With the advent of next-generation DNA sequencing, ancient DNA research has moved from single locus studies to the characterization of the complete genomes of ancient individuals, including from extinct hominids such as Neanderthals and Denisovans (see Orlando et al., 2021 for a review). The variation present in the genome of ancient individuals now provides a novel type of historical source that can help rewrite the history of population movements across the Old World and into the New World (see Nielsen et al., 2017 for a review). Time-stamped genome data have also provided unprecedented resolution to the study of the process by which plants and animals have been domesticated, selected and propagated around the world (see Frantz et al., 2020 and Kistler et al., 2020 for reviews). As the DNA fragments of ancient pathogens can survive together with those from their hosts, ancient genomic data have largely contributed to better understand past epidemics. Such data have not only contributed to solve the mysterious origins of past epidemics, such as that, that have decimated Mexican populations following their first contact with Europeans in the 16th century CE (Common Era) (Vågene et al., 2018) but also to track their evolutionary dynamics and the genetic changes that could facilitate transmission and may have affected virulence (see Spyrou et al., 2019a for a review).

Together with Mycobacterium tuberculosis (the agent of tuberculosis), Yersinia pestis (the agent of plague) represents the bacterial pathogen that thus far has received most attention in ancient DNA research. Although historians have identified the Justinian plague of the sixth century CE as marking the beginning of the first major plague pandemics, ancient DNA data have revealed that plague pathogens had in fact already started to infect human populations thousand years earlier, between the third and sixth millennium BCE (Before Common Era) (Rasmussen et al., 2015; Andrades Valtueña et al., 2017; Spyrou et al., 2018; Rascovan et al., 2019). Additionally, genome sequencing has revealed a pathogenic genetic toolkit much different then than at the time of the Justinian plague (Wagner et al., 2014; Feldman et al., 2016; Namouchi et al., 2018; Keller et al., 2019) and the infamous Black Death (Bos et al., 2011, 2016; Spyrou et al., 2016, 2019b; Guellil et al., 2020; Morozova et al., 2020; Susat et al., 2020), which marked the beginning of the so-called second pandemic by decimating 30-60% of the European population in the 14th century CE (Eckert, 1978; Benedictow, 2004). For example, the absence of the ymt locus, which is normally present on the pMT1 plasmid and is key for the transmission of the disease by fleas (Sun et al., 2014), suggested different transmission modes for plague epidemics during the Bronze Age and the Iron Age (Rasmussen et al., 2015; Andrades Valtueña et al., 2017).
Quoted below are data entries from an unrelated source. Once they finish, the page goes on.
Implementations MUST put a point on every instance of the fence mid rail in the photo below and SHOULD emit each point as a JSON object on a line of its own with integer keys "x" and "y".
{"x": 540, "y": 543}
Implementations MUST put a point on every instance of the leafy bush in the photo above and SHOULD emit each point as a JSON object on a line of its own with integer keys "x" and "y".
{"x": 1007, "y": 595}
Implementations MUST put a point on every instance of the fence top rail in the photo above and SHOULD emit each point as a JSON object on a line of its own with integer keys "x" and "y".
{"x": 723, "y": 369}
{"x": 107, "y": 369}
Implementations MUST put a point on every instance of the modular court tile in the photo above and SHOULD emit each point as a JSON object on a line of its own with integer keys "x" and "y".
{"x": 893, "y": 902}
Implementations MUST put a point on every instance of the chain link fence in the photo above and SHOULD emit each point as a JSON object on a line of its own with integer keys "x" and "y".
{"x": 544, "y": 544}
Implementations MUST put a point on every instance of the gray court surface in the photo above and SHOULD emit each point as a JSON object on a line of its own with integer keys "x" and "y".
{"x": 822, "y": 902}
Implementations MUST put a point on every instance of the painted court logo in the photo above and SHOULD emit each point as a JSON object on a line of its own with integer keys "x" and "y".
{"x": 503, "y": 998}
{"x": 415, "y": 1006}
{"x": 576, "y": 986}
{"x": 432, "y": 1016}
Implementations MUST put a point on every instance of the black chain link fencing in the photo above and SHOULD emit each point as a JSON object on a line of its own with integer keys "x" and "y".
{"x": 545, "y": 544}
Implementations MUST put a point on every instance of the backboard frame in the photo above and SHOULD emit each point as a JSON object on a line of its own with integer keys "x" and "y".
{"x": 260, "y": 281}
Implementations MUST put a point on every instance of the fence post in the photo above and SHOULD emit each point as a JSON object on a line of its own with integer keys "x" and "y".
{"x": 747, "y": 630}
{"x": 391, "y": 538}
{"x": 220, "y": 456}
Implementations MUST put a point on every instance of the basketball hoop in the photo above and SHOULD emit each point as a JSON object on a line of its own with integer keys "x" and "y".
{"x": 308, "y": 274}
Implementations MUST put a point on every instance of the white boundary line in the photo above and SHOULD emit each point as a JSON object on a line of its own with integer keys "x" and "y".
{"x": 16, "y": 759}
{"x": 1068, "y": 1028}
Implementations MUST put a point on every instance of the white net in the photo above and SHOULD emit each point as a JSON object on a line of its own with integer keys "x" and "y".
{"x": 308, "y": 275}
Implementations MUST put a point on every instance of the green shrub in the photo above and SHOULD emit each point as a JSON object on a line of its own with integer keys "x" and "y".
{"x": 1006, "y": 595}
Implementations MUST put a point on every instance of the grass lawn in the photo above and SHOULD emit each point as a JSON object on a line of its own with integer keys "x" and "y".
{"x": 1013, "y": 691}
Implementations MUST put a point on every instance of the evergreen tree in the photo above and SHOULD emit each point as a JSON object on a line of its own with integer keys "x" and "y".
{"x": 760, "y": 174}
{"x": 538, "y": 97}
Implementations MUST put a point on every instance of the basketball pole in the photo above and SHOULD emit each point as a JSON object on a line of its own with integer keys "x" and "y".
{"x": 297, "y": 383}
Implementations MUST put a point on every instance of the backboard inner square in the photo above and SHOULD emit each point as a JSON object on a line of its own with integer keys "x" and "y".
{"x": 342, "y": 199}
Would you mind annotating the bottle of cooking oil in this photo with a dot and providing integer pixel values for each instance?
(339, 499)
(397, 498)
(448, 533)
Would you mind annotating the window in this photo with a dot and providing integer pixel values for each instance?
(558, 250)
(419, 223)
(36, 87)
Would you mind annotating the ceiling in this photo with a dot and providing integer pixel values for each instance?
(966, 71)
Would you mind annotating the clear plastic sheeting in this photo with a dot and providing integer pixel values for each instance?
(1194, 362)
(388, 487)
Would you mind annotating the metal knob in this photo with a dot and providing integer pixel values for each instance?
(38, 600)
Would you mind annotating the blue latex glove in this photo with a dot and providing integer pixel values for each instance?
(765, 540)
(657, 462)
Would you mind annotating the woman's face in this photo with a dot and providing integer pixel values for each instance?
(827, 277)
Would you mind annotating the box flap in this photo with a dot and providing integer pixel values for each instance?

Comparative genomic work has also provided examples of convergent evolution between strains from the first and second pandemics, including the parallel loss of magnesium transporters essential for survival into the macrophage phagosome (Keller et al., 2019; Spyrou et al., 2019b). Furthermore, strains from the 14th century CE have been found remarkably homogeneous genetically across Europe and the Caucasus, suggesting a history of extremely rapid spread from a unique source (Bos et al., 2016). Genome characterization of additional strains accompanying the epidemic waves from the following centuries, and until the 18th century CE (Biraben, 1975), have been found to form at least two main phylogenetic groups, potentially indicative of different origins from strains descending from the Black Death and either surviving in Europe (Bos et al., 2016) or in nearby foci (Guellil et al., 2020, see also Barbieri et al., 2020 for a review).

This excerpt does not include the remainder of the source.